Hammerhead took it without hesitation, cut off another strip, and crammed it into his mouth. He passed the heart on to the next man. The smell of the buck’s charring hair and flesh was getting stronger, an evil, atavistic reek of carnage.

Monks had read about the secret societies that Freeboot touted. He had also read that children being initiated were sometimes forced to eat human flesh-even of their own murdered parents. It was a dark, mystical communion, intended to bond them to the group in a way that plunged into the most savage roots of mankind.

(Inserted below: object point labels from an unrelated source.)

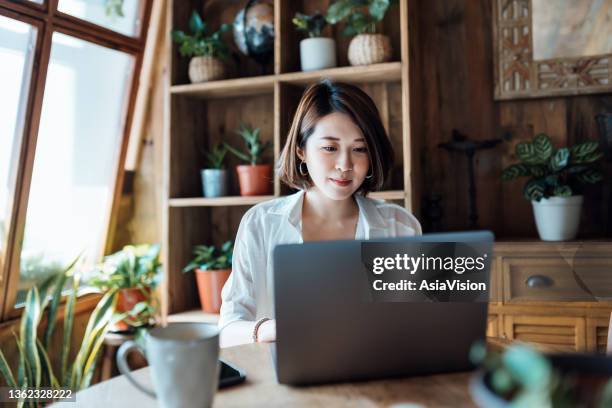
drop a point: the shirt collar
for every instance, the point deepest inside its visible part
(368, 212)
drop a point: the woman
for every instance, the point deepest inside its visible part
(337, 151)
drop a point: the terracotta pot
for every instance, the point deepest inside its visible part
(255, 179)
(367, 49)
(210, 284)
(126, 300)
(202, 69)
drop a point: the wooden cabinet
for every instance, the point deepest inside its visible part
(552, 294)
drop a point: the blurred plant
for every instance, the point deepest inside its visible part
(312, 25)
(361, 15)
(134, 267)
(113, 8)
(554, 172)
(526, 378)
(254, 145)
(215, 158)
(35, 369)
(199, 43)
(209, 258)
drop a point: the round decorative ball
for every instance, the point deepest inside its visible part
(367, 49)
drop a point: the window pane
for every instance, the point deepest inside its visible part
(122, 16)
(17, 42)
(75, 161)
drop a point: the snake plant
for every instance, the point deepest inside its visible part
(254, 145)
(554, 172)
(35, 368)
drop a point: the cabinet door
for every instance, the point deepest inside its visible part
(597, 334)
(551, 332)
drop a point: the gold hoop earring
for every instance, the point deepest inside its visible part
(303, 172)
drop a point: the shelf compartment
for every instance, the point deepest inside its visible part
(384, 72)
(229, 88)
(388, 195)
(218, 201)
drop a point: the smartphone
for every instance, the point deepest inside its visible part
(230, 375)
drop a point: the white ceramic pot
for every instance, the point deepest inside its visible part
(557, 218)
(317, 53)
(214, 182)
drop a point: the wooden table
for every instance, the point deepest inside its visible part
(261, 389)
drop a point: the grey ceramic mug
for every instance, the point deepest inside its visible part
(184, 361)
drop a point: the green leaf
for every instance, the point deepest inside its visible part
(29, 324)
(514, 171)
(47, 368)
(543, 147)
(562, 191)
(527, 153)
(7, 374)
(67, 335)
(560, 159)
(583, 149)
(590, 176)
(378, 8)
(339, 11)
(96, 325)
(238, 153)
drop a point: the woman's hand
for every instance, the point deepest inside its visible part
(267, 332)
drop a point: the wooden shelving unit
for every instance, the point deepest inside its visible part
(200, 115)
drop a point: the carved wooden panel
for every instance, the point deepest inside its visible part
(518, 75)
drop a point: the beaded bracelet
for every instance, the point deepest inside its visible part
(256, 328)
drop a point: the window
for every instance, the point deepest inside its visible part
(68, 88)
(117, 15)
(17, 41)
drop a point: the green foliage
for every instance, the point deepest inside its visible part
(526, 378)
(35, 369)
(199, 43)
(254, 145)
(360, 16)
(113, 8)
(211, 258)
(554, 172)
(132, 267)
(312, 25)
(215, 158)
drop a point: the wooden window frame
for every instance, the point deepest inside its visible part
(48, 20)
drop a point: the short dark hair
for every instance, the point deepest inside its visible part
(327, 97)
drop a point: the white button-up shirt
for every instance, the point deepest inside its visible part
(247, 293)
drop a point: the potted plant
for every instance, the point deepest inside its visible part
(316, 51)
(520, 376)
(207, 51)
(556, 179)
(367, 47)
(254, 179)
(132, 272)
(212, 268)
(36, 368)
(214, 177)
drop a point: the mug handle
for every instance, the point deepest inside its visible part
(124, 368)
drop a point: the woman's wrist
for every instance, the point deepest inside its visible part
(267, 332)
(257, 329)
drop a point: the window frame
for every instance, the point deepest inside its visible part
(48, 20)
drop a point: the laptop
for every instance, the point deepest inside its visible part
(327, 331)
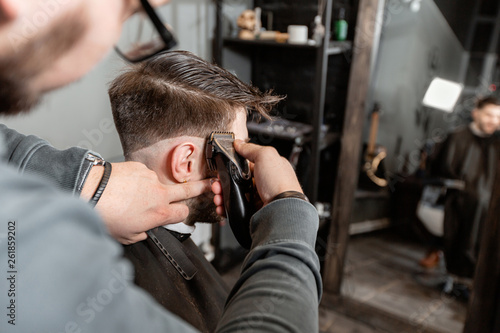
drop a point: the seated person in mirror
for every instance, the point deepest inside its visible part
(164, 110)
(469, 154)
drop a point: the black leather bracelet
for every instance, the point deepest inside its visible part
(290, 194)
(102, 184)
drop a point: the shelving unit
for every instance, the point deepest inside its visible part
(322, 135)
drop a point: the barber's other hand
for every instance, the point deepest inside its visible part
(134, 201)
(273, 173)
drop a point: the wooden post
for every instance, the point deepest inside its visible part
(348, 170)
(484, 306)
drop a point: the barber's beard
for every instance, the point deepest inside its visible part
(202, 209)
(19, 68)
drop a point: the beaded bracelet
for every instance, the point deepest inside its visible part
(290, 194)
(102, 184)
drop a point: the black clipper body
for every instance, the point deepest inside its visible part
(237, 185)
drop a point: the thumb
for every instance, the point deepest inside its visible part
(247, 150)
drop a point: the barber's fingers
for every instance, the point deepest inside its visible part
(168, 214)
(185, 191)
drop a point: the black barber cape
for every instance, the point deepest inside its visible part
(175, 272)
(469, 157)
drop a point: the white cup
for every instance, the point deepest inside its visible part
(297, 34)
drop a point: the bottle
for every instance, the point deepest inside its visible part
(318, 30)
(341, 26)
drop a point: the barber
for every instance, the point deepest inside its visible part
(128, 196)
(132, 193)
(67, 274)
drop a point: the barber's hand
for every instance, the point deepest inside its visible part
(134, 201)
(273, 173)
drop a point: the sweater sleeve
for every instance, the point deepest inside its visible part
(280, 285)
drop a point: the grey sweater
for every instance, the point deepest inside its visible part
(64, 273)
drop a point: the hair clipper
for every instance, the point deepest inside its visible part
(237, 185)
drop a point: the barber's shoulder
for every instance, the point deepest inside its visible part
(32, 200)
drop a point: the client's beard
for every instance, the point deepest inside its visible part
(15, 96)
(24, 63)
(202, 209)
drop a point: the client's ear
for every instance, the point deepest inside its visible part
(186, 162)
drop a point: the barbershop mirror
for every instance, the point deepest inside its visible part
(382, 274)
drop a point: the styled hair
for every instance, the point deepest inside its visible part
(488, 100)
(177, 93)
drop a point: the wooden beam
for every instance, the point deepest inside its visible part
(483, 314)
(348, 170)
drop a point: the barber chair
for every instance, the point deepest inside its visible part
(430, 211)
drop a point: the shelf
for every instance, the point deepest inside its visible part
(334, 47)
(292, 131)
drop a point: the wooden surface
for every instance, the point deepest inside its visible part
(348, 170)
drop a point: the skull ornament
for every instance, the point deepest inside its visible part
(247, 20)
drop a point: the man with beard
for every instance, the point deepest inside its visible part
(469, 154)
(66, 274)
(36, 57)
(164, 110)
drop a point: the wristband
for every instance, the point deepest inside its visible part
(102, 184)
(290, 194)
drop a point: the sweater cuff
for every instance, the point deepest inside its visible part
(285, 220)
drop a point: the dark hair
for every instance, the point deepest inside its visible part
(177, 93)
(488, 100)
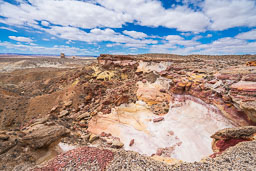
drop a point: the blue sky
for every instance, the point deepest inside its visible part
(92, 27)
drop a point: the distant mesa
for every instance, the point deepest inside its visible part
(62, 55)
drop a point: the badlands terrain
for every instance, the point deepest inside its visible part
(125, 112)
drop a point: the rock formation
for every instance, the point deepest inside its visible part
(163, 108)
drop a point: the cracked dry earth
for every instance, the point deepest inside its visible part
(144, 112)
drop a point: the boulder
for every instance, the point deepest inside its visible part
(41, 135)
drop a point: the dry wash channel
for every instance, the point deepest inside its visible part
(163, 112)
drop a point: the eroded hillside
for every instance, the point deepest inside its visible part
(169, 111)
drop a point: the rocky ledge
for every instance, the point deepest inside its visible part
(145, 112)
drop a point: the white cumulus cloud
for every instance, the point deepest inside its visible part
(250, 35)
(21, 39)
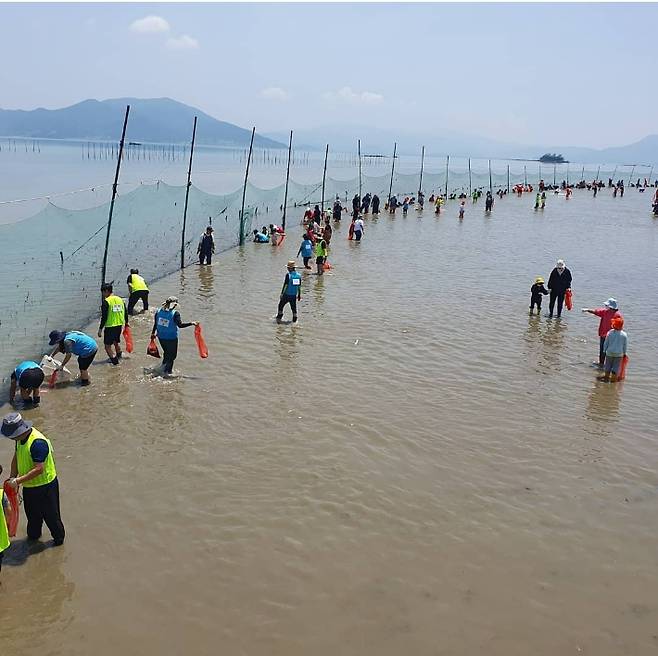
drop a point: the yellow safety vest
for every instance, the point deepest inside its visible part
(137, 284)
(4, 531)
(24, 462)
(116, 313)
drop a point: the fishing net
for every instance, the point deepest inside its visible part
(53, 259)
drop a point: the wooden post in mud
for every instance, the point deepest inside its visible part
(324, 176)
(359, 149)
(390, 187)
(244, 189)
(285, 195)
(114, 193)
(470, 186)
(187, 197)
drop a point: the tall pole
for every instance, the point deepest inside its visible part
(187, 196)
(244, 189)
(114, 192)
(470, 186)
(324, 175)
(390, 187)
(285, 195)
(359, 147)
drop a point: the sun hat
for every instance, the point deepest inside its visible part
(55, 337)
(13, 425)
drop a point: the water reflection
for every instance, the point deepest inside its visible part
(603, 404)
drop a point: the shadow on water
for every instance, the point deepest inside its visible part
(20, 550)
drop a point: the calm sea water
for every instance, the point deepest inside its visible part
(417, 466)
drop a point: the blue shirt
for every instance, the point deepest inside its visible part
(38, 450)
(307, 248)
(615, 344)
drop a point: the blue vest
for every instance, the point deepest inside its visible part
(307, 248)
(165, 325)
(83, 345)
(24, 366)
(294, 281)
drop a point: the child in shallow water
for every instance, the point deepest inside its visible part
(615, 346)
(536, 292)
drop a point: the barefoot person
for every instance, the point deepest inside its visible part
(5, 514)
(615, 346)
(558, 283)
(33, 467)
(166, 325)
(74, 343)
(291, 292)
(28, 377)
(113, 318)
(607, 313)
(139, 291)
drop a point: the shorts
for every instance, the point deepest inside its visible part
(84, 361)
(31, 379)
(612, 364)
(112, 335)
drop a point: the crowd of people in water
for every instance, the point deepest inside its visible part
(33, 464)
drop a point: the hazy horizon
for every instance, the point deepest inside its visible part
(471, 69)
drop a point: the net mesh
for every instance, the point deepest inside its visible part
(53, 259)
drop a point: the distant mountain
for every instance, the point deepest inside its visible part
(378, 140)
(155, 120)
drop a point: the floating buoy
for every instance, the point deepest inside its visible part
(568, 299)
(622, 369)
(152, 349)
(200, 342)
(128, 337)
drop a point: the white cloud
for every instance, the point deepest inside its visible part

The heart circulated to more of the black-clad warriors, each man hacking off a chunk and chewing, until it came to one that Monks hadn’t seen before, a lanky young man with a big Adam’s apple. He took it hesitantly, his gaze darting around.

“You got a problem, Sidewinder?” Freeboot barked.

Monks recalled that he had heard the name Sidewinder before-the sentry who had taken over for Captain America. There was something viperish about him-his tongue flicked in and out constantly to wet his lips, and his sinuous body seemed to vibrate with vaguely menacing energy.

“Can this make you sick?” he blurted out. “Eating raw meat like this?”

Monks realized, with astonishment, that Sidewinder was talking to him.

“What?” It was Freeboot who answered, erupting in incredulous outrage.

“I heard this dude’s a doctor,” Sidewinder stammered. “I just thought-you know, maybe we shouldn’t be doing this, in case there’s diseases or something.”

“‘In case there’s diseases or something,’” Freeboot mimicked viciously. “Diseases are for the two-legged deer running around out there. Is that what you want to be, one of them? Get your ass over here.”

Sidewinder jumped to obey the command, tongue flicking nervously. Freeboot wrenched the heart out of his hand and tossed it to Hammerhead.

“Strip,” Freeboot commanded.

“Oh, man. Why?”

“You don’t fucking ask me why when I tell you to do something, shitheel. You do it.”

The gathered men watched tensely as Sidewinder sat on the ground, unlaced his boots and pulled them off, then got out of his fatigues. Naked, he looked thin and pathetic, his skin made paler by his darkened face.

Freeboot kicked the carcass. “You want to be a deer? Fine. Put that on. You got balls, you can stand up and walk around. Otherwise, crawl in and lay there.”